The greatest commonality between Waliullah and Shahidul Zahir lies not in their subject matter or character portrayal, but in their steadfast faith in the autonomy of literature. Waliullah wrote at the dawn of the Pakistani state, when a new nationalist state structure was being forged under the cloak of religion; Shahidul Zahir wrote about the experience of an independent Bangladesh and its subsequent trauma. The times are different, yet in both cases, literature has unveiled the uncomfortable territories of power. Neither of them wrote the official narratives of religion, nation, or history; they wrote about human complexity. Yet, due to the profound impact of their literary merit, their works have repeatedly been hauled before the tribunal of ideology.

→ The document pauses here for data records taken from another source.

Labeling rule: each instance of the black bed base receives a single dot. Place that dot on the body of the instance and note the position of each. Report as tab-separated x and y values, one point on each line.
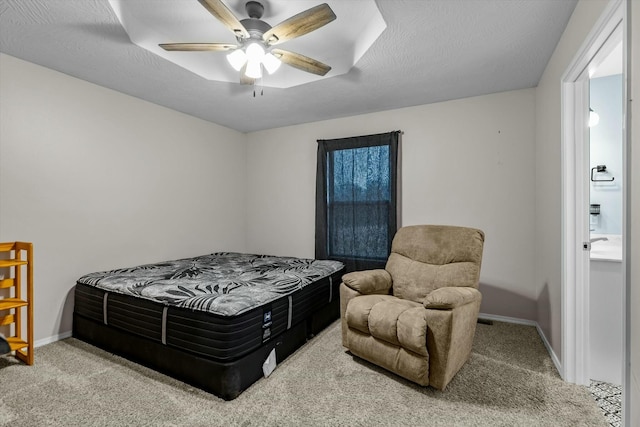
224	379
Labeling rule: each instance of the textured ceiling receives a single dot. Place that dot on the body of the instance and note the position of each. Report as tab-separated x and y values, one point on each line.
431	51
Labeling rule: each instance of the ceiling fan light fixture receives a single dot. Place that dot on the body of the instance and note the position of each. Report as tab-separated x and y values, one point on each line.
271	63
237	59
255	52
254	69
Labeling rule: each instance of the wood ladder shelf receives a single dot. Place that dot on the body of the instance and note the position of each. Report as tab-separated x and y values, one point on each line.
12	307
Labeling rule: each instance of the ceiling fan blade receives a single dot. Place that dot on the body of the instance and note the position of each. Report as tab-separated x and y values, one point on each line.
188	47
224	15
244	80
300	24
301	62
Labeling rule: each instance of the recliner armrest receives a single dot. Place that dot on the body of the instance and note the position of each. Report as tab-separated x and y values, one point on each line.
369	281
451	297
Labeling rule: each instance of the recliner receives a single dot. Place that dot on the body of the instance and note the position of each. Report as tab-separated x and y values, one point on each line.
417	316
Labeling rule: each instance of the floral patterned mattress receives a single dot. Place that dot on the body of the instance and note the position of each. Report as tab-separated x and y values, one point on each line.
223	283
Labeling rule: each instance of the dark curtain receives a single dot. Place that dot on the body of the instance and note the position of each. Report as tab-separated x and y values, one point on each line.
356	199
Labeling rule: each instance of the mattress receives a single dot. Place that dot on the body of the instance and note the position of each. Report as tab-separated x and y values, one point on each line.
225	311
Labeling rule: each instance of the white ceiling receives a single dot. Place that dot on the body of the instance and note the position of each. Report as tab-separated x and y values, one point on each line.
431	51
195	24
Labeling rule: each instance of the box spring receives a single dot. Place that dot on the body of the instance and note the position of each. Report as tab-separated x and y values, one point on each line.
220	354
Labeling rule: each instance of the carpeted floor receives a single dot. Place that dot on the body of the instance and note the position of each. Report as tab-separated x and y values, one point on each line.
509	381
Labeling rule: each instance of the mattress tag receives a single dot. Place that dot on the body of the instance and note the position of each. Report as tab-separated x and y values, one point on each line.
270	364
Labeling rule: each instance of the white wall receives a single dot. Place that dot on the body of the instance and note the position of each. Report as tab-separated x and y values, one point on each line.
548	178
98	180
633	412
466	162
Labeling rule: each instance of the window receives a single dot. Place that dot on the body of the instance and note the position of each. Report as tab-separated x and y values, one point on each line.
356	199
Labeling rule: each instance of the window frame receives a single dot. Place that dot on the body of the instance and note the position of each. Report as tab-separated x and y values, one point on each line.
325	150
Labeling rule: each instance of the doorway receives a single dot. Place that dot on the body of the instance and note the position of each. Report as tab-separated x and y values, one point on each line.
579	217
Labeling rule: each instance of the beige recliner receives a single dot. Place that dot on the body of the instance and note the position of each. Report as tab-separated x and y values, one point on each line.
417	317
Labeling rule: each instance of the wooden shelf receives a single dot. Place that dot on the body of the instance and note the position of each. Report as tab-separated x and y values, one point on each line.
9	303
12	262
19	300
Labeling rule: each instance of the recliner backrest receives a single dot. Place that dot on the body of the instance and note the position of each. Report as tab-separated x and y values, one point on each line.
427	257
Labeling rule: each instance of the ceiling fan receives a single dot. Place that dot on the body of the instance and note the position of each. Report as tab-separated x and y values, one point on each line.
255	39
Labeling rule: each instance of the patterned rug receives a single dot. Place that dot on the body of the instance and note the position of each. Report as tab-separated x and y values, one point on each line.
609	399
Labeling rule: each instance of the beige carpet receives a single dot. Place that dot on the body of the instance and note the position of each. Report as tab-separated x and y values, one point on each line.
509	381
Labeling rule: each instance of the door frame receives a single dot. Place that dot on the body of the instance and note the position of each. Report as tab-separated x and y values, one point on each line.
575	192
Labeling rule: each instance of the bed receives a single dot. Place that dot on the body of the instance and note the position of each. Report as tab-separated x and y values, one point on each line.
212	321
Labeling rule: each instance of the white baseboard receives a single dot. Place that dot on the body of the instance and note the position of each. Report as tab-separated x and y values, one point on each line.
507	319
527	322
54	338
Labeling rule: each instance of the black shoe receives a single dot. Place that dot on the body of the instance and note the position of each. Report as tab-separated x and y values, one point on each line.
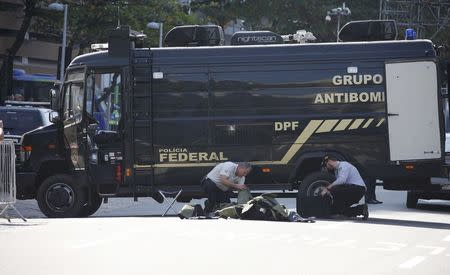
365	212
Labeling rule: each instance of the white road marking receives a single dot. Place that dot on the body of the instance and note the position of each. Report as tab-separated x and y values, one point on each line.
345	243
318	241
388	246
436	250
412	262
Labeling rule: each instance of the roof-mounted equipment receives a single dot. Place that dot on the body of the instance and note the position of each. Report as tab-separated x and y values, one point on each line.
195	35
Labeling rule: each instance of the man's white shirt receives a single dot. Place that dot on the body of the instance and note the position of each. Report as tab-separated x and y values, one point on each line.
227	169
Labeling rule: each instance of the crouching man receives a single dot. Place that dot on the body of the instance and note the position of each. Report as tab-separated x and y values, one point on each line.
346	190
221	180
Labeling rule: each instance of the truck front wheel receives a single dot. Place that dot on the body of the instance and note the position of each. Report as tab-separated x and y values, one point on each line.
59	196
89	209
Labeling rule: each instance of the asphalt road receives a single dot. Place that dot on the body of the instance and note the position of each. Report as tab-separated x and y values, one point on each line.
129	238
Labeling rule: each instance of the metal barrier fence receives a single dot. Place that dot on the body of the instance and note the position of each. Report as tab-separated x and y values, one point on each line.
8	178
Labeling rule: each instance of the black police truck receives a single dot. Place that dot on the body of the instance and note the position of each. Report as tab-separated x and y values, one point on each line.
132	121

At the root of this crisis lie several fundamental and systematic disorders in the reading of literature:

The tendency to read literature not as a text, but as evidence:
Instead of viewing a novel as an independent aesthetic creation, it is being used as a 'document' to prove religious, political, or moral stances.

The tendency to conflate the character with the author: The statements, behaviors, or symbols of a fictional character are being directly assumed to be the author's personal ideology—which is the most elementary error in literary reading. Just as Majid's deceitfulness is not Waliullah's anti-Islam sentiment, the Razakar's beard and turban in Zahir's novel are not an expression of the author's animosity toward any group.

My concern is that Shahidul Zahir, too, may fall prey to the politics of the Liberation War narrative, becoming irrelevant in the public sphere and confined to that same elite literary coterie.

The Subordination of Literature under Identity Politics:
Literature is being detached from its multi-dimensionality and put to the strict test of religious, nationalist, or ideological identity. As a result, the complexities and grey areas within the text are disappearing. The connection is no longer being made around 'Majid' or the 'Razakar' as literary figures; rather, the question of how literature is being read is becoming the central issue. Just as Lalsalu is constricted if Majid is made solely a 'representative of religion', the same constriction occurs if Shahidul Zahir's characters are made merely 'representatives of an identity group.' In both cases, literature loses its character and turns into a dry document of identity politics.

The Proliferation of Social and Moral Censorship:
Alongside the state's institutional censorship, social media, public opinion, and organized identity-based pressure have now been added. This new type of 'mob censorship' is becoming a new and dangerous tool for controlling writers and literature.

The Crisis of Literary Autonomy: If literature is judged solely by the frameworks of political loyalty, religious purity, or moral acceptability, it will gradually lose its own imagination, metaphor, ambiguity, and critical power. These two writers from different eras ultimately face the same fundamental and ingenuous question—will literature speak its truth, or will it appease power's curated narrative?

Identity Politics, Petro-Dollars, and the Philosophy of Shrine-Breaking

Operating behind this entire psychological shift is a far-reaching geopolitical and social transformation:

Islamization and the Influence of Petro-Dollars: Over the past few decades, the social and cultural influence of remittances and petro-dollars from the Middle East has been displacing Bengal's classical Sufi and mystical traditions, seeking to establish a rigid, textual, and ritual-centric theology.